L’Algérie a exprimé, jeudi 22 juillet, sa «profonde préoccupation» à la suite de révélations sans fondement dévoilées par un consortium de médias (dont Le Monde) selon lesquelles le Maroc aurait eu recours au logiciel Pegasus. Une étude très contestée qui a poussé le Maroc d’attaquer en diffamation Amnesty International et Forbidden Stories devant le tribunal correctionnel de Paris.
«L’Algérie exprime sa profonde préoccupation suite aux révélations (…) faisant état de l’utilisation à large échelle par les autorités de certains pays (…) d’un logiciel d’espionnage dénommé Pegasus contre des responsables et citoyens algériens», affirme le ministère des affaires étrangères dans un communiqué. Des récriminations venant d’un pays où Internet fait l’objet d’un contrôle croissant, touchant à la fois les activités des médias en ligne et des blogueurs critiques à l’égard du pouvoir, et mobilisant tout un arsenal juridique répressif, au point qu’une une réforme du code pénal a été adoptée en avril 2020 visant à «criminaliser» la diffusion de fausses nouvelles.

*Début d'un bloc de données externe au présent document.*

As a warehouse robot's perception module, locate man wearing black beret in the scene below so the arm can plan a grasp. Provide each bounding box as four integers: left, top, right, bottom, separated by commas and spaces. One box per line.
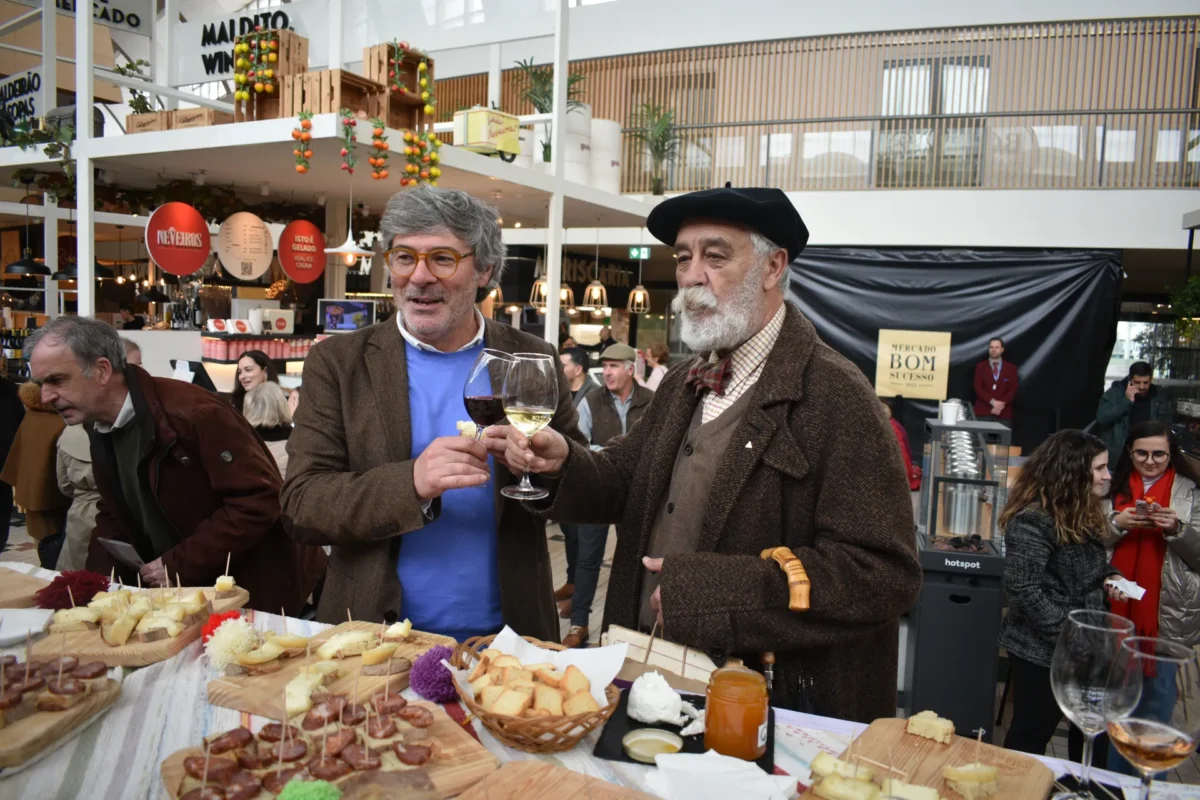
487, 188, 920, 722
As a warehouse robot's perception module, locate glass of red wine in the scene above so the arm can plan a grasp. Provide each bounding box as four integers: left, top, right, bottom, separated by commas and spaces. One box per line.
462, 348, 516, 441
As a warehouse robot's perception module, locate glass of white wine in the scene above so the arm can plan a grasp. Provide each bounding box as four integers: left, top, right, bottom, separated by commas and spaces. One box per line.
1105, 636, 1200, 800
500, 353, 558, 500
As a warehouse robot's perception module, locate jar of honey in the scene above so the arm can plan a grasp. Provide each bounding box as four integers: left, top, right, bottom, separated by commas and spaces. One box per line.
704, 667, 769, 762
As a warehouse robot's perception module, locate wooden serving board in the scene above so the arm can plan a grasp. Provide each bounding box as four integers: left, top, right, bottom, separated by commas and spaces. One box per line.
458, 760, 655, 800
0, 567, 50, 608
34, 587, 250, 667
160, 700, 498, 798
0, 679, 121, 766
800, 720, 1054, 800
209, 622, 457, 720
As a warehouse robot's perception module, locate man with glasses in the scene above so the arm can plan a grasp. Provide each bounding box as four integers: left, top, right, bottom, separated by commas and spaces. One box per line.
1093, 361, 1171, 464
283, 186, 582, 642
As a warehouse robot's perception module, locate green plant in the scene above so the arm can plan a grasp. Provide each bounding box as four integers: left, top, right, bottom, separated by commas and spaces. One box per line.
113, 59, 154, 114
516, 58, 584, 161
630, 103, 683, 194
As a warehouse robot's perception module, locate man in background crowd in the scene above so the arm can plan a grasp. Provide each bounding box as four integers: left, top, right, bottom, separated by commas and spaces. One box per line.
1094, 361, 1171, 464
558, 343, 654, 648
974, 336, 1016, 425
28, 317, 325, 615
283, 186, 582, 642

Le texte liberticide a été dénoncé comme une grave menace à la liberté d’expression et de presse par plusieurs organisations de défense des droits humains.
Quelques semaines seulement, le régime algérien a dénoncé un éditorial du journal Le Monde «empreint d’une hostilité inouïe à l’égard d[u] pays, de ses institutions et de ses symboles, grossièrement intitulé : l’Algérie dans l’impasse autoritaire», relevant «les expressions subjectives usitées dans le papier telles que le régime, façade civile aux militaires, réflexes autoritaires et répression massive, relèvent, en effet, des clichés éculés, véhiculés et ressassés sans cesse par un nombre de médias». Les révélations du Monde ne sont donc bonnes que lorsqu’elles ciblent le Maroc ?
Pire encore, en octobre 2020, le régime a adopté un projet de décret destiné à mieux «encadrer les activités des médias en ligne». Il y est notamment prévu que les sites électroniques soient «exclusivement» hébergés en Algérie. «Toutes les ressources (matérielles, logicielles, humaines, création, exploitation) nécessaires à l’hébergement d’un site devront être également en Algérie». Un texte dénoncé par les activistes des droits qui affirment que le pouvoir politique veut exercer directement sa tutelle sur les médias, à travers la concentration et la financiarisation des médias pour assoir toutes les formes de sa domination : économique, politique et médiatique.
Lé régime algérien a déclaré «condamner vigoureusement cette inadmissible atteinte systématique aux droits de l’Homme et libertés fondamentales qui constitue également une violation flagrante des principes et normes régissant les relations internationales», dénonçant une «pratique illégale, malvenue et dangereuse». Le même régime, faut-il le rappeler, qui a bloqué plusieurs sites d’information, installant le verrouillage du paysage médiatique indépendant, en ligne notamment, et l’offensive contre la liberté de la presse et d’expression.
Le régime algérien avait mené une offensive de taille à l’encontre du site Casbah Tribune et nombreux sites d’information qui ont subi une violente censure par les autorités en 2020, à l’instar de Radio M, Maghreb Emergent, Interlignes, L’Avant-Garde et TSA (Tout sur l’Algérie). Reporters sans frontières (RSF) a contesté régulièrement les intimidations contre la liberté de la presse en Algérie, condamnant «vigoureusement la censure de médias libres et indépendants».
Cette énième surenchère contre le Maroc survient après qu’Alger eut décidé récemment de rappeler son ambassadeur à Rabat pour «consultations» à la suite de déclarations de l’ambassadeur du Maroc aux Nations unies en faveur de l’autodétermination du «vaillant peuple kabyle». Une ligne rouge pour Alger qui bride depuis des décennies velléité indépendantiste de la Kabylie, région berbérophone frondeuse du nord-est de l’Algérie.
L’Algérie figure à la 146e place (sur 180) du classement mondial de la liberté de la presse 2020 établi par RSF, un recul de cinq places par rapport à 2019 et de vingt-sept places par rapport à 2015.